La sterilizzazione di modelli alternativi al T4L, quale avrebbe potuto essere quello della Scuola critica per l’insegnamento universitario, non è che un’altra manifestazione del centralismo di cui andiamo discorrendo e della compressione della libertà di insegnamento e di formazione all’insegnamento. Poiché la libertà d’insegnamento, in capo alla responsabilità del docente, presuppone l’esercizio di una libera e ponderata scelta tra modelli differenti, libera discussione e pluralismo dell’offerta.

 

Le necessità del dissenso

 

La cancellazione della libertà accademica è un processo in corso a livello globale: l’Ungheria di Orban ha disposto il controllo governativo sull’operato degli atenei, imponendo ai rettori un “cancelliere”; l’attuale vicepresidente statunitense, J.D. Vance, fin dal 2021 ha annunciato che «le università sono il nemico»;  l’associazione americana dei professori universitari, fondata nel 1915 da John Dewey, ha lanciato l’8 agosto 2024 l’allarme sulla possibile trasformazione dei college e delle università in «fabbriche di controllo del pensiero».

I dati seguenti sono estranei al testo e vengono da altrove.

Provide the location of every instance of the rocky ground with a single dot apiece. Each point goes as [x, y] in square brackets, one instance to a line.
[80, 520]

Anche in Italia le università pubbliche sembrano avviate a subire l’ingerenza del capitale privato e del potere esecutivo. Esemplare, come parte per il tutto, l’art. 31, comma 1, del DDL rubricato Disposizioni per il potenziamento dell’attività di informazione per la sicurezza.  Presentato dal Governo il 22 gennaio 2024, approvato dalla Camera il 18 settembre 24, il DDL nel suo insieme interviene con finalità securitarie sul diritto e sulla procedura penale; una delle sue disposizioni riguarda l’estensione del potere dei servizi sulle università e sugli enti di ricerca. Se il DDL sicurezza fosse approvato dal Senato, il testo del comma 1 dell’art. 13 della l. 2007/124 sarà il seguente:

 

«Le pubbliche amministrazioni, le società a partecipazione pubblica o a controllo pubblico e i soggetti che erogano, in regime di autorizzazione, concessione o convenzione, servizi di pubblica utilità sono tenuti a prestare al DIS, all’AISE e all’AISI la collaborazione e l’assistenza richieste, anche di tipo tecnico e logistico, necessarie per la tutela della sicurezza nazionale. (…) Le convenzioni possono prevedere la comunicazione di informazioni ai predetti organismi anche in deroga alle normative di settore in materia di riservatezza» (https://aisa.sp.unipi.it/ricerca-pubblica-servizi-segreti-il-ddl-sicurezza-e-luniversita/)

 

L’abitudine a non discutere e a non problematizzare i fondamenti, i modelli e le finalità della ricerca e della didattica, in favore di una presunta oggettività algoritmica delle eccellenze e dell’innovazione, ha allenato le governance e l’intero corpo docente all’interiorizzazione del comando. L’imposizione a chi lavora nelle università a collaborare con i servizi –  ad esempio comunicando in nome della sicurezza nazionale, le azioni e le idee politiche delle studentesse e degli studenti con cui si discute a lezione – è un’aberrazione molto eloquente, introdotta in un clima di guerra, grazie ad una retorica divenuta senso comune:  per chi ritiene che l’unico servizio della scienza debba essere l’uso pubblico della ragione è il segno e il sintomo dello stato delle cose, l’allarme  per reagire  alla crisi della libertà del sapere, ridando  legittimità  al pensiero critico, alla disobbedienza e al dissenso, radici stesse della democrazia.